Il y a donc un véritable enjeu dans le développement du crowdfunding. Mais il faut aussi dire que plus vous appartenez à un réseau averti et aisé, plus vous êtes capables de lever de des fonds. Ceux qui donnent sont ceux qui sont dans votre cercle proche. Ensuite, ce sont les amis de vos amis. Mais cela reste un travail harassant de motiver des donateurs.

Le Maroc est en pleine mutation sociale, avec une classe moyenne qui a émergé, et qui montre son appétence pour la culture et l’art. La levée de fond participative est nouvellement entrée sur le marché. Il faut laisser le temps pour que les habitudes s’installent, que des projets se développent et encouragent les donateurs à investir, d’autant qu’avec les systèmes de contrepartie, même les petits dons obtiennent une gratification en retour.

En relation avec le financement de votre œuvre et la démarche créative dans laquelle vous êtes investie, quelle vie souhaitez-vous pour ce prochain film ?

Le film, comme je l’ai dit, est très difficile à écrire. Pour moi, il a une double vocation. C’est une œuvre cinématographique avec une ambition très forte de le pousser en termes esthétiques. Il y a aussi – je ne peux pas m’en empêcher, parce que c’est ma spécificité de réalisatrice engagée et très politique – le fait pour moi que ce long-métrage soit un objet politique. Je suis donc investie sur des aspects créatifs et politiques. C’est pour cela que ce prochain film est intégré dans une recherche-création qui fait l’objet d’une thèse à l’université du Mans, sous la direction de Delphine Letord.

Au-delà de l’opus, mon ambition serait de créer un musée à Berkane, afin que les témoignages, les photos, les archives que je cumule puissent servir à la transmission de la mémoire et à la préservation de ce patrimoine historique, qui disparait, en même temps que les vieilles bâtisses de l’époque du Protectorat sont détruites pour laisser place à des immeubles modernes.

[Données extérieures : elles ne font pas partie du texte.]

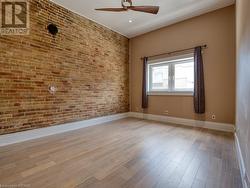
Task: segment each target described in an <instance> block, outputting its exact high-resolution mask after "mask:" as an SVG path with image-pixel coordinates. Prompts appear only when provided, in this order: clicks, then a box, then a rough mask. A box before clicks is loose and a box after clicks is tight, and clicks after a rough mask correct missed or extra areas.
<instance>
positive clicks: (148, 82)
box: [146, 53, 194, 96]
mask: <svg viewBox="0 0 250 188" xmlns="http://www.w3.org/2000/svg"><path fill="white" fill-rule="evenodd" d="M191 59H194V55H193V53H188V54H183V55H178V56H171V57H167V58H158V59H154V60H149V61H148V63H147V77H146V79H147V94H148V95H184V96H193V93H194V88H193V89H191V90H190V89H186V90H185V89H179V90H178V89H177V90H176V89H173V88H174V84H175V79H174V76H175V75H174V74H175V65H176V64H183V61H187V62H190V60H191ZM181 60H182V61H181ZM164 65H168V69H169V75H168V89H159V90H153V89H152V84H150V83H152V82H151V80H152V67H159V66H164Z"/></svg>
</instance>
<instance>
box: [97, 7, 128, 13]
mask: <svg viewBox="0 0 250 188" xmlns="http://www.w3.org/2000/svg"><path fill="white" fill-rule="evenodd" d="M95 10H99V11H111V12H122V11H127V10H126V9H124V8H97V9H95Z"/></svg>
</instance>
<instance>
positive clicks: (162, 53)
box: [141, 44, 207, 59]
mask: <svg viewBox="0 0 250 188" xmlns="http://www.w3.org/2000/svg"><path fill="white" fill-rule="evenodd" d="M201 48H202V49H206V48H207V45H206V44H204V45H202V46H201ZM192 49H195V47H193V48H186V49H182V50H176V51H173V52H167V53H162V54H157V55H152V56H148V57H149V58H150V57H156V56H161V55H168V54H173V53H178V52H183V51H187V50H192ZM143 58H144V57H142V58H141V59H143Z"/></svg>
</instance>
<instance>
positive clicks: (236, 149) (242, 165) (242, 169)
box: [234, 133, 249, 188]
mask: <svg viewBox="0 0 250 188" xmlns="http://www.w3.org/2000/svg"><path fill="white" fill-rule="evenodd" d="M234 138H235V139H234V140H235V147H236V154H237V159H238V163H239V166H240V174H241V180H242V185H243V188H249V186H248V183H247V175H246V167H245V163H244V160H243V156H242V152H241V148H240V143H239V139H238V136H237V133H235V134H234Z"/></svg>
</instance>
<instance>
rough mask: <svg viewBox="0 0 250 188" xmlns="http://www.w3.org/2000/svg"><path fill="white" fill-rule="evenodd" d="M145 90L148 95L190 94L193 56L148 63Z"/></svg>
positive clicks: (193, 90) (191, 77)
mask: <svg viewBox="0 0 250 188" xmlns="http://www.w3.org/2000/svg"><path fill="white" fill-rule="evenodd" d="M147 90H148V93H149V95H150V94H152V95H153V94H192V93H193V91H194V57H193V54H187V55H182V56H175V57H171V58H165V59H158V60H152V61H149V62H148V73H147Z"/></svg>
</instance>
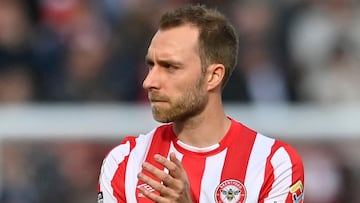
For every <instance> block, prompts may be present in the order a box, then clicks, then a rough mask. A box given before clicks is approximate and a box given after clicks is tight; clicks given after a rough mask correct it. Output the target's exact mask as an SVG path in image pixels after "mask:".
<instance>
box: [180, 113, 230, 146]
mask: <svg viewBox="0 0 360 203" xmlns="http://www.w3.org/2000/svg"><path fill="white" fill-rule="evenodd" d="M230 125H231V121H230V120H229V118H227V117H226V115H225V113H224V111H221V112H220V114H219V113H215V112H213V113H207V114H206V115H205V114H202V115H198V116H196V117H193V118H191V119H188V120H186V121H184V122H174V132H175V134H176V135H177V136H178V139H179V140H180V141H182V142H183V143H185V144H188V145H191V146H194V147H199V148H203V147H209V146H212V145H214V144H216V143H218V142H220V140H221V139H222V138H223V137H224V136H225V135H226V133H227V131H228V130H229V128H230Z"/></svg>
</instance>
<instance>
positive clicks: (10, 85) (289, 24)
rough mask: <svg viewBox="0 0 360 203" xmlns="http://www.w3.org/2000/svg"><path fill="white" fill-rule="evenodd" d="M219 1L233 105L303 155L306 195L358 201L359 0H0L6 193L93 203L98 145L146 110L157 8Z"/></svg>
mask: <svg viewBox="0 0 360 203" xmlns="http://www.w3.org/2000/svg"><path fill="white" fill-rule="evenodd" d="M185 3H204V4H206V5H209V6H214V7H216V8H218V9H219V10H220V11H222V12H224V13H225V14H226V15H227V16H228V17H229V19H230V20H231V21H232V22H233V24H234V25H235V27H236V29H237V31H238V33H239V37H240V52H239V62H238V66H237V68H236V70H235V72H234V74H233V77H232V78H231V79H230V81H229V83H228V85H227V87H226V88H225V90H224V94H223V98H224V101H225V105H226V110H227V112H228V114H229V115H230V116H232V117H234V118H236V119H238V120H240V121H243V122H244V123H245V124H247V125H248V126H249V127H252V128H255V129H257V130H258V131H260V132H261V133H263V134H266V135H268V136H272V137H276V138H280V139H283V140H285V141H287V142H289V143H291V144H292V145H294V146H295V148H296V149H297V150H298V151H299V153H300V154H301V155H302V157H303V160H304V163H305V172H306V195H305V202H307V203H343V202H349V203H360V193H359V192H360V158H359V157H360V90H359V88H360V7H359V6H360V5H359V4H360V2H359V1H357V0H263V1H260V0H238V1H234V0H233V1H231V0H199V1H195V0H193V1H192V0H167V1H166V0H31V1H28V0H0V203H49V202H51V203H57V202H59V203H60V202H62V203H64V202H66V203H88V202H95V201H96V196H97V179H98V173H99V170H100V167H101V162H102V159H103V158H104V156H105V155H106V153H107V152H108V151H109V150H110V149H111V148H113V147H114V146H116V145H117V144H119V143H120V141H121V139H122V137H123V136H125V135H129V134H133V135H137V134H139V133H146V132H147V131H149V130H151V129H152V128H153V127H155V126H156V125H158V124H157V123H155V122H154V121H153V120H152V117H151V112H150V111H149V106H148V104H147V94H146V92H145V91H144V90H143V89H142V87H141V84H142V80H143V79H144V76H145V74H146V71H147V70H146V67H145V64H144V56H145V54H146V51H147V46H148V45H149V42H150V39H151V37H152V35H153V34H154V33H155V31H156V28H157V21H158V19H159V17H160V16H161V14H162V13H163V12H164V11H166V10H168V9H171V8H175V7H177V6H179V5H182V4H185Z"/></svg>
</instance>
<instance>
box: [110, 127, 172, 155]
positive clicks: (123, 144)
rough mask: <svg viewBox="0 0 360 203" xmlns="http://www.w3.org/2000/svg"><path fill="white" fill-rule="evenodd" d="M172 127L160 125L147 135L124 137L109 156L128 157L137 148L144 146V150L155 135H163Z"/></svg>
mask: <svg viewBox="0 0 360 203" xmlns="http://www.w3.org/2000/svg"><path fill="white" fill-rule="evenodd" d="M169 127H170V125H169V124H167V125H160V126H158V127H155V128H153V129H152V130H150V131H148V132H146V133H141V134H138V135H127V136H124V137H123V138H122V140H121V143H120V144H118V145H116V146H115V147H113V148H112V149H111V150H110V152H109V153H108V156H109V155H114V154H117V155H119V153H120V154H122V155H125V156H126V155H128V154H129V153H130V152H131V151H132V150H133V149H134V148H135V147H136V146H140V145H141V146H144V147H141V148H143V149H145V148H146V147H145V145H148V144H150V143H151V141H152V139H153V137H154V135H155V134H156V133H162V132H164V131H166V130H168V129H169Z"/></svg>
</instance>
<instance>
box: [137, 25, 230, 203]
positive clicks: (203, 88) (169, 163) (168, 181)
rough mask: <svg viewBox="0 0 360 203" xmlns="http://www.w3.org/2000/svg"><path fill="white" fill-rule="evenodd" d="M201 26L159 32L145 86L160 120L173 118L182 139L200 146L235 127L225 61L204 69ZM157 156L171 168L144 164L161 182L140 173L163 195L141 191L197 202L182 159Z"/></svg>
mask: <svg viewBox="0 0 360 203" xmlns="http://www.w3.org/2000/svg"><path fill="white" fill-rule="evenodd" d="M198 35H199V31H198V29H197V28H196V27H195V26H192V25H188V24H185V25H182V26H179V27H175V28H170V29H167V30H159V31H158V32H157V33H156V34H155V36H154V37H153V39H152V41H151V44H150V46H149V49H148V54H147V56H146V62H147V64H148V65H149V72H148V75H147V76H146V78H145V80H144V82H143V87H144V88H145V89H146V90H148V97H149V100H150V102H151V108H152V113H153V116H154V118H155V120H157V121H159V122H173V126H174V132H175V134H176V135H177V136H178V139H179V140H180V141H182V142H184V143H186V144H189V145H191V146H194V147H208V146H211V145H214V144H216V143H218V142H219V141H220V140H221V139H222V138H223V136H224V135H225V134H226V132H227V131H228V129H229V127H230V123H231V122H230V120H229V119H228V118H227V117H226V115H225V113H224V109H223V106H222V101H221V82H222V79H223V77H224V73H225V68H224V65H223V64H211V65H209V66H208V67H207V69H206V71H205V72H202V68H201V67H202V64H201V60H200V57H199V52H198ZM154 159H155V160H156V161H157V162H158V163H160V164H161V165H163V166H164V167H165V168H166V169H167V170H168V171H169V173H165V172H164V171H163V170H159V169H157V168H156V167H154V166H153V165H151V164H149V163H146V162H145V163H144V164H143V165H142V167H143V169H144V170H146V171H148V172H150V173H151V174H152V175H154V176H155V177H157V178H159V179H160V180H161V182H162V183H161V182H157V181H155V180H153V179H151V178H150V177H149V176H146V175H145V174H143V173H139V174H138V178H139V179H140V180H142V181H144V182H145V183H147V184H148V185H150V186H151V187H152V188H153V189H155V190H156V191H158V192H159V195H157V194H155V193H150V192H148V191H146V190H141V191H142V193H143V194H144V195H145V196H146V197H148V198H150V199H151V200H153V201H154V202H158V203H170V202H172V203H175V202H177V203H180V202H181V203H189V202H193V201H192V199H191V193H190V184H189V180H188V178H187V175H186V171H185V170H184V168H183V166H182V164H181V162H180V161H179V160H178V159H177V158H176V157H175V154H170V159H169V160H168V159H167V158H166V157H162V156H160V155H155V156H154Z"/></svg>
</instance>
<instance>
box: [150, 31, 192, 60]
mask: <svg viewBox="0 0 360 203" xmlns="http://www.w3.org/2000/svg"><path fill="white" fill-rule="evenodd" d="M198 35H199V31H198V29H197V28H196V27H194V26H190V25H182V26H179V27H174V28H169V29H165V30H158V31H157V32H156V34H155V35H154V37H153V38H152V40H151V43H150V46H149V49H148V55H151V54H154V53H156V54H157V55H159V54H160V55H172V54H180V55H181V54H187V53H196V54H197V53H198Z"/></svg>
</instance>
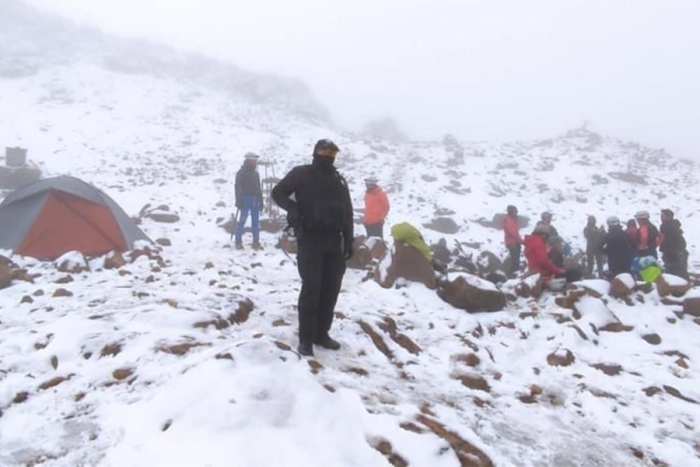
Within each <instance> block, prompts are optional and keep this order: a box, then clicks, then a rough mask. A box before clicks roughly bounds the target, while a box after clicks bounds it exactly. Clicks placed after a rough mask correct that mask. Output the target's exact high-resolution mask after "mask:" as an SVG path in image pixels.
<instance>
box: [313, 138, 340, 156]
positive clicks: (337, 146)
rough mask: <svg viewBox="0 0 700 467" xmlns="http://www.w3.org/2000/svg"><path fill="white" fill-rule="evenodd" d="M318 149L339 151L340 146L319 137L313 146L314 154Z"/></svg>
mask: <svg viewBox="0 0 700 467" xmlns="http://www.w3.org/2000/svg"><path fill="white" fill-rule="evenodd" d="M319 151H333V152H340V148H339V147H338V146H337V145H336V144H335V143H334V142H333V141H331V140H329V139H319V140H318V141H317V142H316V145H315V146H314V154H318V153H319Z"/></svg>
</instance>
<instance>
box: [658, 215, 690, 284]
mask: <svg viewBox="0 0 700 467" xmlns="http://www.w3.org/2000/svg"><path fill="white" fill-rule="evenodd" d="M660 230H661V234H660V238H661V245H660V246H659V250H661V254H662V258H663V260H664V267H665V268H666V272H668V273H669V274H673V275H675V276H679V277H682V278H684V279H686V280H687V279H688V250H687V249H686V248H687V245H686V242H685V237H684V236H683V229H682V228H681V223H680V221H679V220H678V219H675V218H674V215H673V211H671V210H670V209H662V210H661V229H660Z"/></svg>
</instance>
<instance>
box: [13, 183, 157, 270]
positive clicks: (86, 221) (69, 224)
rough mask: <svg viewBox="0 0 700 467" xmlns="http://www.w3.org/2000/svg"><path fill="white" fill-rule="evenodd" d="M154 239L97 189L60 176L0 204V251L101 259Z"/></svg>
mask: <svg viewBox="0 0 700 467" xmlns="http://www.w3.org/2000/svg"><path fill="white" fill-rule="evenodd" d="M137 240H146V241H148V242H150V241H151V240H150V239H149V238H148V237H147V236H146V234H144V233H143V232H142V231H141V229H139V228H138V227H137V226H136V224H134V222H133V221H132V220H131V218H130V217H129V216H128V215H127V214H126V213H125V212H124V210H123V209H122V208H121V207H119V205H118V204H117V203H115V202H114V200H113V199H112V198H110V197H109V196H107V195H106V194H105V193H103V192H102V191H101V190H99V189H98V188H96V187H94V186H93V185H90V184H89V183H86V182H84V181H82V180H80V179H77V178H75V177H70V176H61V177H55V178H48V179H45V180H39V181H37V182H34V183H32V184H30V185H26V186H24V187H22V188H19V189H17V190H15V191H14V192H12V193H11V194H10V195H8V196H7V198H5V200H4V201H3V202H2V203H1V204H0V248H7V249H11V250H13V251H14V253H16V254H20V255H23V256H31V257H34V258H37V259H41V260H54V259H56V258H58V257H59V256H61V255H63V254H64V253H66V252H68V251H79V252H81V253H83V254H84V255H88V256H97V255H102V254H105V253H108V252H110V251H112V250H118V251H125V250H128V249H131V248H133V244H134V242H135V241H137Z"/></svg>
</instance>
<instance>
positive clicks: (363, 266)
mask: <svg viewBox="0 0 700 467" xmlns="http://www.w3.org/2000/svg"><path fill="white" fill-rule="evenodd" d="M365 241H366V240H365V237H364V236H362V235H360V236H358V237H355V238H354V240H353V249H354V250H353V251H354V254H353V255H352V258H350V259H349V260H347V261H345V265H346V266H347V267H349V268H351V269H366V268H367V266H368V265H369V264H370V263H371V262H372V251H371V250H370V249H369V247H368V246H367V244H366V243H365Z"/></svg>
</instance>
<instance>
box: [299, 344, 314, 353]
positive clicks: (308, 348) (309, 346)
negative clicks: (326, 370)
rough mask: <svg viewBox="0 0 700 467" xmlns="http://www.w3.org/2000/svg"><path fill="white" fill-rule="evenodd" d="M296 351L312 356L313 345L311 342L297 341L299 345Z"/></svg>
mask: <svg viewBox="0 0 700 467" xmlns="http://www.w3.org/2000/svg"><path fill="white" fill-rule="evenodd" d="M297 351H298V352H299V354H300V355H304V356H305V357H313V356H314V346H313V345H311V342H299V347H297Z"/></svg>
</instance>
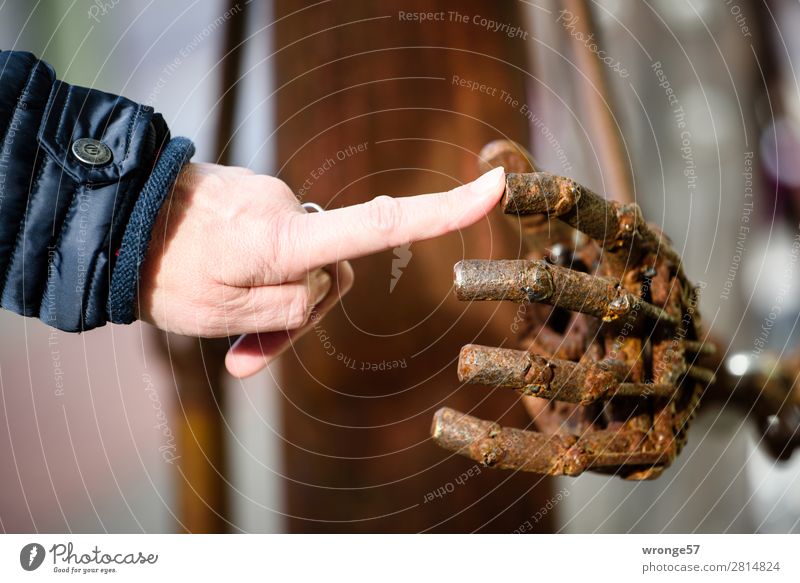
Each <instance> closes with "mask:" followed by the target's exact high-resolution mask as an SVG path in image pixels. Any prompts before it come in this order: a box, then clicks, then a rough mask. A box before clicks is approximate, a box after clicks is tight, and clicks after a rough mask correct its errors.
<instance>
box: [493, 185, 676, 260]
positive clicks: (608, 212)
mask: <svg viewBox="0 0 800 583" xmlns="http://www.w3.org/2000/svg"><path fill="white" fill-rule="evenodd" d="M501 206H502V209H503V212H504V213H506V214H515V215H523V216H524V215H537V214H542V215H546V216H548V217H557V218H559V219H560V220H562V221H564V222H566V223H567V224H568V225H570V226H572V227H575V228H576V229H578V230H579V231H581V232H582V233H585V234H586V235H588V236H589V237H591V238H593V239H595V240H596V241H597V242H598V243H599V244H600V245H601V246H602V247H603V248H605V249H607V250H610V251H619V250H625V249H626V248H631V247H630V246H631V245H634V246H635V247H633V248H631V249H632V250H633V253H632V255H633V257H632V259H634V260H635V259H636V258H635V256H636V255H638V250H639V249H640V248H641V247H646V248H648V249H649V250H650V251H651V252H654V253H657V254H659V255H663V256H664V259H666V260H668V261H670V262H672V263H674V264H675V265H677V266H680V265H681V258H680V256H679V255H678V254H677V253H675V251H674V250H673V249H672V246H671V245H670V244H669V241H668V240H667V239H666V238H664V237H662V235H661V233H659V232H654V231H653V230H652V229H651V228H650V227H649V226H648V225H647V223H646V222H645V221H644V218H643V217H642V211H641V209H640V208H639V205H637V204H633V203H632V204H626V205H622V204H620V203H618V202H616V201H608V200H606V199H605V198H603V197H602V196H600V195H599V194H597V193H596V192H594V191H592V190H591V189H589V188H586V187H585V186H583V185H581V184H579V183H577V182H575V181H574V180H572V179H571V178H566V177H564V176H556V175H554V174H550V173H548V172H530V173H524V174H514V173H510V174H506V191H505V194H504V195H503V199H502V201H501Z"/></svg>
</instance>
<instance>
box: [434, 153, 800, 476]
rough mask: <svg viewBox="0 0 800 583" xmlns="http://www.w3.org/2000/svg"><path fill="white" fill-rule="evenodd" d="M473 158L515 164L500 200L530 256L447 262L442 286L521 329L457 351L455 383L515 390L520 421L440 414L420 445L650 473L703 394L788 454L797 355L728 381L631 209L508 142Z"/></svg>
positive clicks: (561, 468) (731, 378)
mask: <svg viewBox="0 0 800 583" xmlns="http://www.w3.org/2000/svg"><path fill="white" fill-rule="evenodd" d="M482 159H483V160H484V162H483V164H484V166H485V165H487V164H495V165H497V164H503V165H504V166H505V167H507V168H508V169H510V170H518V169H523V170H525V172H518V173H510V174H507V176H506V193H505V196H504V198H503V202H502V203H501V204H502V208H503V210H504V212H505V213H506V214H508V215H510V216H514V217H518V218H519V220H520V223H519V225H520V229H521V231H522V233H521V234H522V235H523V237H524V238H525V240H526V241H527V242H528V244H529V245H531V249H530V253H529V255H528V258H526V259H518V260H464V261H461V262H459V263H457V264H456V266H455V268H454V280H455V286H454V287H455V293H456V296H457V297H458V299H460V300H462V301H486V300H490V301H511V302H517V303H519V304H520V305H521V306H522V307H523V309H524V315H525V325H524V326H523V327H521V331H520V338H519V344H520V349H508V348H495V347H491V346H480V345H475V344H469V345H467V346H464V347H463V348H462V349H461V353H460V355H459V360H458V378H459V380H460V381H461V382H463V383H470V384H481V385H487V386H490V387H507V388H510V389H515V390H516V391H518V392H519V393H520V394H521V395H523V397H522V398H523V402H524V404H525V405H526V408H527V409H528V412H529V413H530V414H531V416H532V418H533V425H534V429H535V430H528V429H515V428H510V427H501V426H500V425H498V424H497V423H493V422H490V421H484V420H481V419H478V418H476V417H472V416H470V415H466V414H463V413H459V412H458V411H455V410H453V409H449V408H444V409H441V410H439V411H438V412H437V413H436V415H435V417H434V422H433V426H432V429H431V432H432V438H433V440H434V442H436V443H437V444H438V445H440V446H441V447H444V448H446V449H448V450H451V451H454V452H457V453H459V454H461V455H464V456H466V457H469V458H471V459H473V460H475V461H478V462H480V463H482V464H484V465H486V466H491V467H495V468H503V469H513V470H523V471H530V472H535V473H540V474H548V475H570V476H574V475H578V474H580V473H582V472H584V471H586V470H592V471H596V472H602V473H615V474H617V475H619V476H621V477H623V478H625V479H629V480H643V479H653V478H656V477H658V476H659V475H661V474H662V472H663V471H664V470H665V469H666V468H667V467H668V466H669V465H670V463H671V462H672V460H674V459H675V457H676V456H677V455H679V454H680V452H681V449H682V448H683V446H684V444H685V443H686V440H687V438H688V430H689V426H690V424H691V421H692V419H693V417H694V416H695V414H696V412H697V410H698V408H699V407H700V405H701V398H702V397H704V396H705V397H706V401H713V402H721V403H724V404H725V405H732V406H735V407H739V408H740V409H741V410H742V411H743V412H744V413H745V414H746V415H748V416H753V417H754V418H755V419H756V421H757V423H758V425H759V428H760V429H761V431H762V434H763V442H764V444H765V446H766V447H767V449H768V450H769V451H770V452H771V453H772V454H773V455H774V456H775V457H776V458H778V459H786V458H788V457H790V456H791V453H792V451H793V450H794V449H796V448H798V447H800V382H798V379H800V353H798V354H795V355H792V356H789V357H786V358H783V359H781V360H777V359H774V360H770V359H762V360H761V361H754V362H753V363H751V364H750V365H748V366H747V367H746V368H747V370H745V371H744V372H742V373H740V374H738V375H734V374H733V373H731V372H730V370H729V369H728V368H726V366H725V362H724V361H723V360H722V352H723V351H722V350H718V349H717V344H718V343H717V342H714V341H712V340H709V339H708V338H707V337H706V336H705V334H704V332H703V329H702V325H701V321H700V316H699V313H698V304H699V301H700V290H699V288H696V287H694V286H693V285H692V284H691V283H690V282H689V281H688V279H687V278H686V276H685V274H684V272H683V270H682V267H681V262H680V258H679V257H678V255H677V254H676V253H675V251H674V250H673V249H672V247H671V243H670V241H669V239H667V238H666V237H665V236H664V235H662V234H661V232H660V231H659V230H658V229H657V228H656V227H654V226H652V225H648V224H647V223H645V222H644V220H643V219H642V216H641V212H640V211H639V209H638V207H637V206H636V205H620V204H618V203H616V202H613V201H611V202H609V201H606V200H605V199H603V198H602V197H600V196H599V195H597V194H596V193H594V192H592V191H591V190H589V189H587V188H585V187H584V186H582V185H580V184H577V183H576V182H574V181H573V180H571V179H569V178H563V177H559V176H553V175H550V174H547V173H544V172H532V171H531V170H532V169H533V167H534V164H533V163H532V160H531V158H530V155H529V154H527V152H525V151H524V149H522V147H521V146H519V144H515V143H512V142H492V143H491V144H489V145H488V146H487V147H486V148H484V151H483V152H482ZM576 230H577V231H576ZM581 234H582V235H581ZM554 250H555V252H554ZM518 313H519V312H518ZM744 357H746V355H743V356H742V358H744Z"/></svg>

Comme le disait Neila Tazi dans son allocution lors de l’ouverture de l’évènement, nous avons toutes et tous été marqués par une œuvre artistique. Pour moi, cela aura été la lecture du livre de la vie d’Helen Keller, une petite fille, sourde, muette et aveugle, qui grâce à une perceptrice, va comprendre que le braille est une écriture qui va la connecter au monde et lui permettre de le comprendre.

Pour moi, cette œuvre a été fondamentale et fondatrice de mon regard sur le monde. Une société qui ne donne pas les moyens à sa jeunesse de s’exprimer artistiquement, est une société sourde, muette et aveugle. La culture est essentielle, parce qu’elle incarne tous nos sens.